[Python] Seriously think about the M-1 winning method.

1. Contents

2. This year's M-1 data

2019 M-1 data
data = pd.DataFrame([[98,97,96,97,97,99,97],
                     [95,95,94,93,95,95,93],
                     [96,94,92,94,91,94,93],
                     [92,92,93,91,96,96,92],
                     [94,91,93,91,94,92,94],
                     [94,90,93,90,89,90,93],
                     [94,90,94,91,89,89,91],
                     [92,89,91,90,92,91,92],
                     [94,88,92,90,87,89,92],
                     [90,82,88,88,90,91,87]],
                   columns=['kaminuma','matsumoto','reiji','tomizawa','shiraku','hanawa','kyojin'],
                   index=['milkboy','kamaitachi','pekopa','wagyu','mitorizu','karashi','ozuwarudo','suwe','indians','newyork'])

3. Data overview

Mean and standard deviation

data.describe()
kaminuma matsumoto reiji tomizawa shiraku hanawa kyojin
count 10.000000 10.000000 10.0000 10.00000 10.000000 10.000000 10.000000
mean 93.900000 90.800000 92.6000 91.50000 92.000000 92.600000 92.400000
std 2.233582 4.184628 2.1187 2.54951 3.366502 3.306559 2.503331
min 90.000000 82.000000 88.0000 88.00000 87.000000 89.000000 87.000000
25% 92.500000 89.250000 92.0000 90.00000 89.250000 90.250000 92.000000
50% 94.000000 90.500000 93.0000 91.00000 91.500000 91.500000 92.500000
75% 94.750000 93.500000 93.7500 92.50000 94.750000 94.750000 93.000000
max 98.000000 97.000000 96.0000 97.00000 97.000000 99.000000 97.000000

Correlation coefficient

sns.heatmap(data.corr(), annot=True)
plt.show()

save.png

data.corr().sum(axis=0)
judge Total correlation coefficient
kaminuma 5.251470
matsumoto 5.876156
reiji 5.272178
tomizawa 5.791959
shiraku 4.487326
hanawa 5.002257
kyojin 5.535278

Pair plot

sns.pairplot(data)
plt.show()

save.png

4. Model

strategy

Implementation

Regression analysis code
from sklearn.linear_model import LinearRegression
X = data.values
coefs = np.zeros((7,7))
V = np.zeros(7)
model = LinearRegression()
for i in range(X.shape[1]):
    residuals = np.zeros((6,10))
    coef = np.zeros(6)
    x = X[:,i].reshape(-1,1)
    y = np.delete(X, i, 1)
    for j in range(y.shape[1]):
        y_ = y[:,j].reshape(-1,1)
        model.fit(x, y_)
        coef[j] = model.coef_
        residuals[j,:] = (model.predict(x) - y_).flatten()
    coef = np.insert(coef, i, 1)
    coefs[i,:] = coef
    cov_mat = np.cov(residuals, bias=True)
    V[i] = cov_mat.sum()

To add a brief explanation,

At * for i in ..., the scores of other judges are regressed based on Kaminuma's score, and then Matsumoto's score is used as the basis for the loop.
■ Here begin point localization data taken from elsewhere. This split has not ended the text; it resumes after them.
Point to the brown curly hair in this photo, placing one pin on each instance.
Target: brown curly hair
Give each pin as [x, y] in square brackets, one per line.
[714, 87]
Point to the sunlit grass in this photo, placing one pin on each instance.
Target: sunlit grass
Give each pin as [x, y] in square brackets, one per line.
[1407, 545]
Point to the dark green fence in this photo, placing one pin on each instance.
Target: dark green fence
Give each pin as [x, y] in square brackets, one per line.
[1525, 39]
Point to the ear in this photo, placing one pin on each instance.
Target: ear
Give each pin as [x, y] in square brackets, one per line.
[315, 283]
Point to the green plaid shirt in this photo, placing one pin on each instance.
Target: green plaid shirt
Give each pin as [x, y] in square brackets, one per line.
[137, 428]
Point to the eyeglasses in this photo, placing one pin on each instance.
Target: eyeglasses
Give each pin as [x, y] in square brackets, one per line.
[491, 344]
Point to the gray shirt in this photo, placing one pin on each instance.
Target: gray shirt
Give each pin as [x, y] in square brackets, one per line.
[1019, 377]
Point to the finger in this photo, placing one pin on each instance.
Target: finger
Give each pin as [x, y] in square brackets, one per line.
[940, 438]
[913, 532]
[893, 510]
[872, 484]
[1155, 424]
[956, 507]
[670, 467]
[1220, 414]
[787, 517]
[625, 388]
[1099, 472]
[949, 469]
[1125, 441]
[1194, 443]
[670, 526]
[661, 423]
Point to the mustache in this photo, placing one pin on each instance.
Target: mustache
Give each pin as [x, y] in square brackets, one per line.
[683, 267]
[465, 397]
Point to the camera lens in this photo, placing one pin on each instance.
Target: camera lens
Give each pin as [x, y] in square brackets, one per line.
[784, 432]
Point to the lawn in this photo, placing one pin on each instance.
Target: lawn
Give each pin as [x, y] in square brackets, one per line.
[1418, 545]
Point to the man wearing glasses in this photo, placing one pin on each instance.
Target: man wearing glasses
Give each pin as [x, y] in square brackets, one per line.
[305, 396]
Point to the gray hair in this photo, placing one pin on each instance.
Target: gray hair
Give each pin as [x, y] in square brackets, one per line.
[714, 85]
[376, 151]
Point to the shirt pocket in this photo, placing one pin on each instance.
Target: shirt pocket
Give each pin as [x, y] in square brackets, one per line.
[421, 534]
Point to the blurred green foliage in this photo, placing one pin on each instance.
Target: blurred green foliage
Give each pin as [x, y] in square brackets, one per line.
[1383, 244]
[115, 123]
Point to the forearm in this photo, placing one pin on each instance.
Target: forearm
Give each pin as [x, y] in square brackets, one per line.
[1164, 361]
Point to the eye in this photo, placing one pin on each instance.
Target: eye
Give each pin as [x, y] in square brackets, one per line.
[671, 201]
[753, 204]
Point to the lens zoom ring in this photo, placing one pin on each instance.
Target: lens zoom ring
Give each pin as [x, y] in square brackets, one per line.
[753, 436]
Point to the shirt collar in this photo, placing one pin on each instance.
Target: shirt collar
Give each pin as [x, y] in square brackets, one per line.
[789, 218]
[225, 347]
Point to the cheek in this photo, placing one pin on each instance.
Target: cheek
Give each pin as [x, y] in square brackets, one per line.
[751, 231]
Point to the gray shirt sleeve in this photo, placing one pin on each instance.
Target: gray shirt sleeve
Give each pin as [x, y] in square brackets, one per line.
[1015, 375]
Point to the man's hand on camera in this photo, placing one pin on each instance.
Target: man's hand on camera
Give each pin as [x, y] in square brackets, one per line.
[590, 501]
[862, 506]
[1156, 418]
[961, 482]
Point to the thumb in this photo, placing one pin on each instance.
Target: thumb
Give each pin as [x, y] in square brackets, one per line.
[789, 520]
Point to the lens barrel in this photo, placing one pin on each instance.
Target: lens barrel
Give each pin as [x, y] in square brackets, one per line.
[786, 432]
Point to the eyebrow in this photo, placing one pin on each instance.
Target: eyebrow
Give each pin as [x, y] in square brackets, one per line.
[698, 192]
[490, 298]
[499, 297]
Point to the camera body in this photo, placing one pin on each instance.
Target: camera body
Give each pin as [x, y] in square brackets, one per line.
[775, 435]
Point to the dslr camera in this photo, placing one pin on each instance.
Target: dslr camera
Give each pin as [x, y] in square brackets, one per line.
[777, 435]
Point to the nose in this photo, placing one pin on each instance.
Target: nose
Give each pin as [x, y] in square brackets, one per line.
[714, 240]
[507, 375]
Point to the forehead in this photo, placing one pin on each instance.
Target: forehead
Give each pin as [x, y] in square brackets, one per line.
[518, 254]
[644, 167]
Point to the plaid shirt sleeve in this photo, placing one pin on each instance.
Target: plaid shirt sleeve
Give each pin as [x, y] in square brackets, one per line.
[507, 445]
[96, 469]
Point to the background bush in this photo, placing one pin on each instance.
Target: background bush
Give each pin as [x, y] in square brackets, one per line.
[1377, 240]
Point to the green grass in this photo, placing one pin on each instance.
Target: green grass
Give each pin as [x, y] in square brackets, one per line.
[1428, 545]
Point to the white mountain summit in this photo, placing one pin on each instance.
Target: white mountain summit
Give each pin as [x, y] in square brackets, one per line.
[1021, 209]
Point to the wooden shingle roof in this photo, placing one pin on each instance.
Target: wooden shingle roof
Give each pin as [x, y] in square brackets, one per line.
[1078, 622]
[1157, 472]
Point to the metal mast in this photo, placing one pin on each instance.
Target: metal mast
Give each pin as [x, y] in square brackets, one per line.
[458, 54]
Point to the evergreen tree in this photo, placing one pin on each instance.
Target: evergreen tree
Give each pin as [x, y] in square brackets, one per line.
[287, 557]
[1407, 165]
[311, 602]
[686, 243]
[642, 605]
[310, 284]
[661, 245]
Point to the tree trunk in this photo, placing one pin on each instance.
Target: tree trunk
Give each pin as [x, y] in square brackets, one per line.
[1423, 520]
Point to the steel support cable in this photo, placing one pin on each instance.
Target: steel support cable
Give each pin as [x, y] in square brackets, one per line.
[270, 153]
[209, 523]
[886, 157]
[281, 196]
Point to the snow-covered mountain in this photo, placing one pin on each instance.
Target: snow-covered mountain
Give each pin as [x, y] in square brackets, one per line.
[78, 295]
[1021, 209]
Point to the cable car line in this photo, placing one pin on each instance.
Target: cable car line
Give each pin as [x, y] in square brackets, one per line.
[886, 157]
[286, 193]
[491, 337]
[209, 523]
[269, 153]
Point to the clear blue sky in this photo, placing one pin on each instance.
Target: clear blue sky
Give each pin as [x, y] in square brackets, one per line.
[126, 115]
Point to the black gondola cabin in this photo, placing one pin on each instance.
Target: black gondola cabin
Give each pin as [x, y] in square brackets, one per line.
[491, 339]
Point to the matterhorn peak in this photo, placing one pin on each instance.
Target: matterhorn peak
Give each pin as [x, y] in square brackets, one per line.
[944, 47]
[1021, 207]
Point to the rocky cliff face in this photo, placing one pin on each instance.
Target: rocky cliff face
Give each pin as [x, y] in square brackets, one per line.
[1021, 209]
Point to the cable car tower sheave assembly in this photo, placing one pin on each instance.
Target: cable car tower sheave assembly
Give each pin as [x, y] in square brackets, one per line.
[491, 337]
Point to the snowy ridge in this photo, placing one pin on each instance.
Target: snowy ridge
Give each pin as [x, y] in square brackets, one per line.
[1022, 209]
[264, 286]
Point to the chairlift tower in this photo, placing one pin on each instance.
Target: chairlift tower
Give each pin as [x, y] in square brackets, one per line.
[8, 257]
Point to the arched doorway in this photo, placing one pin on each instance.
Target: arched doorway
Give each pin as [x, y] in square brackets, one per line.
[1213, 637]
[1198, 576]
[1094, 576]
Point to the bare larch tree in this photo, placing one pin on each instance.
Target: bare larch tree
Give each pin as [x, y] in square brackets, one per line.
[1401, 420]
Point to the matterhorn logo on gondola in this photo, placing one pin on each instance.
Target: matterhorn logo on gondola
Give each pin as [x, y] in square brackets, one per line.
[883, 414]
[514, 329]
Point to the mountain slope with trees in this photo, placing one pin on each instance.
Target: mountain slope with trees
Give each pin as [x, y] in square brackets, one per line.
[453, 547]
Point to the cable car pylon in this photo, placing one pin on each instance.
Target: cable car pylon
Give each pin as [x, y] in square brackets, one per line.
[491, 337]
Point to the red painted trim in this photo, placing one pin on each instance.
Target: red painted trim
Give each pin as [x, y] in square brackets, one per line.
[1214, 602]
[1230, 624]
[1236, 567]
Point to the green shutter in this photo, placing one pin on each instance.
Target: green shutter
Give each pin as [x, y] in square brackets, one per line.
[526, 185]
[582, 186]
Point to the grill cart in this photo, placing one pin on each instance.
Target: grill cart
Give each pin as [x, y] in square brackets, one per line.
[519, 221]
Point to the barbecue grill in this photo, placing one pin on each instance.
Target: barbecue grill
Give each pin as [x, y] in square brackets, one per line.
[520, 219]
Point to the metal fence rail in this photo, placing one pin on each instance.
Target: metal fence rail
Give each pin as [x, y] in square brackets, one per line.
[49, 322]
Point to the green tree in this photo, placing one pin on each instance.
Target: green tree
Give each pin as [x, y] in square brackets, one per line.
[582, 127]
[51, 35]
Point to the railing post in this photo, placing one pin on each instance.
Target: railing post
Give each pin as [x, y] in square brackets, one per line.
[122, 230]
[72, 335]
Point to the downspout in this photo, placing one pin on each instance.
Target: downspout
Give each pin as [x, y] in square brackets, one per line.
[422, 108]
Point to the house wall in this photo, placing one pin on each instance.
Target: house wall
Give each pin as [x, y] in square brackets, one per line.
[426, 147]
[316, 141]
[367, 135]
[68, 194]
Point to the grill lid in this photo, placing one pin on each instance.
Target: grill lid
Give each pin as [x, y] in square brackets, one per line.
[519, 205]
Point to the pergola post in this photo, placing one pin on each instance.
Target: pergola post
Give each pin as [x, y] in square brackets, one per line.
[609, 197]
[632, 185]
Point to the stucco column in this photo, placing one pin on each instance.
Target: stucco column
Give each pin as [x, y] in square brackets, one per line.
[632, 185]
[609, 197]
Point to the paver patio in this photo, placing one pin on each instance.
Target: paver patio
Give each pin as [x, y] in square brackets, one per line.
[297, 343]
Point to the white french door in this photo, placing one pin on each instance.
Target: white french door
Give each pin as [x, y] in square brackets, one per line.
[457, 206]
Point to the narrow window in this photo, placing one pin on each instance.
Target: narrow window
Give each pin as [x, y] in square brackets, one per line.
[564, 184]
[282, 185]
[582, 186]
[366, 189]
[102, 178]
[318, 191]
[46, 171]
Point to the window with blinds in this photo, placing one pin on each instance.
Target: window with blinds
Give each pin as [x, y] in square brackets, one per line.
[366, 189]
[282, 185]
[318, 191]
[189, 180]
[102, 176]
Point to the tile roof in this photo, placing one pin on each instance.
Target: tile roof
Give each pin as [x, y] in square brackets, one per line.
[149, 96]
At * for j in ..., for example, based on Kaminuma's score, Matsumoto's score is regressed and Reiji's score is regressed. Also, the regression coefficient (corresponding to $ \ beta_ {person} $ in the above formula) is stored in an array called coef. In addition, the regression residuals are stored in an array called residuals. At the end of the * for j in ... loop, np.insert handles, for example, the coefficient of regression from Kaminuma to Kaminuma is 1. Also, the coefficients are stored in an array called coefs.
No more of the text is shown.